MATLAB Implementation of Hough Transform for Line and Shape Detection

Resource Overview

This implementation demonstrates Hough Transform functionality matching the examples from Chapter 10 of Gonzalez's Digital Image Processing book, complete with visualizations and code annotations for linear and circular feature detection algorithms.

Detailed Documentation

The Hough Transform example presented here closely aligns with the implementation discussed in Chapter 10 of Gonzalez's Digital Image Processing textbook. This demonstration illustrates both the fundamental principles and practical applications of Hough Transform, accompanied by corresponding visual diagrams. Hough Transform serves as a powerful image processing technique primarily used for detecting geometric shapes such as lines, circles, and other parametric curves. In MATLAB implementation, key functions like hough(), houghpeaks(), and houghlines() form the core workflow for line detection, while approaches for circle detection typically involve customized accumulator arrays and voting mechanisms. The algorithm operates by transforming image space points into parameter space, where collinear points in the image plane generate intersecting curves in Hough space. Peak detection in this parameter space then identifies the most prominent geometric features.
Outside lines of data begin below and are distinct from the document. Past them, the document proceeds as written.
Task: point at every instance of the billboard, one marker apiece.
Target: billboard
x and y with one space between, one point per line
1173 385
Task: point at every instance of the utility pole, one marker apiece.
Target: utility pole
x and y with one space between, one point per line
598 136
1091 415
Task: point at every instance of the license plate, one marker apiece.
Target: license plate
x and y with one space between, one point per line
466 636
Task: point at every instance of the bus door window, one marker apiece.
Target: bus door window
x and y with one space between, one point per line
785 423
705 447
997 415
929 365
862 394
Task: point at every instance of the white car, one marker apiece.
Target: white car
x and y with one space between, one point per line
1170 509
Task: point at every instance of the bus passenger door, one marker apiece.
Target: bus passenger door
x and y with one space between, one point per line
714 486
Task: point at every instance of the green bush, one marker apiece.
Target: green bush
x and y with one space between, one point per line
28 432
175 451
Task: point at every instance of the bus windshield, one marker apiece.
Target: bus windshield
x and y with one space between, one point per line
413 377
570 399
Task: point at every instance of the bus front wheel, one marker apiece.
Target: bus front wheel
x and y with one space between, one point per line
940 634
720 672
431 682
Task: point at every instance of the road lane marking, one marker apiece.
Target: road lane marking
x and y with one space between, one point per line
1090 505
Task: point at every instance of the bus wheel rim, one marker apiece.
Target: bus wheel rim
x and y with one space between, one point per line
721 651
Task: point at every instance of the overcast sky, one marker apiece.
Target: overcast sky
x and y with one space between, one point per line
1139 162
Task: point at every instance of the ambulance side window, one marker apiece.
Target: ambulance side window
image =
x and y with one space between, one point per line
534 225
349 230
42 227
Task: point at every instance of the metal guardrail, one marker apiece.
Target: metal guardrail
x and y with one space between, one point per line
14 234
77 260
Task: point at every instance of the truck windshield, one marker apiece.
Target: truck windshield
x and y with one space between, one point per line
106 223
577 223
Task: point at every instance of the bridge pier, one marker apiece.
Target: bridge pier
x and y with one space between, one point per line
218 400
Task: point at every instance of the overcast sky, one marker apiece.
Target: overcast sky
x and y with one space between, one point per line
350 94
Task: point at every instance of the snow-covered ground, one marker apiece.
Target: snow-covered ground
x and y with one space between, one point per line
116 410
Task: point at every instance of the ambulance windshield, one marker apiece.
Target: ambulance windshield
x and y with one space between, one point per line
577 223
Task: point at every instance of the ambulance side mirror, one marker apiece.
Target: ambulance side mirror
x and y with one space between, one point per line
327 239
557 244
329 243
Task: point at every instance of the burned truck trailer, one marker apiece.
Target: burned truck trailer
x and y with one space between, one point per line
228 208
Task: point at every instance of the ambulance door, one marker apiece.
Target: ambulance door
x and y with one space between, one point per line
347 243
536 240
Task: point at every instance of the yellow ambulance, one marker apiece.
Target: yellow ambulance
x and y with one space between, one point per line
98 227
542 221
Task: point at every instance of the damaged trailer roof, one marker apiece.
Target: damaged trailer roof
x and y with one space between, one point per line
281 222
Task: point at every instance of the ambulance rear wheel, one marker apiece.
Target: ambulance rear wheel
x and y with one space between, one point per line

For line detection, the standard implementation uses the parametric representation (rho, theta), whereas circle detection requires three parameters (x-center, y-center, radius). This technique finds extensive application in computer vision and image analysis domains, including industrial inspection, medical imaging, and autonomous systems. The MATLAB code includes preprocessing steps like edge detection using Canny or Sobel operators, parameter space accumulation, thresholding for peak identification, and subsequent shape reconstruction. Practical implementation considerations cover parameter resolution selection, computational efficiency optimization through sparse matrix operations, and handling of imperfect data through probabilistic Hough variants. The visualization components demonstrate both the original image with detected features and the corresponding Hough space accumulator array for educational clarity.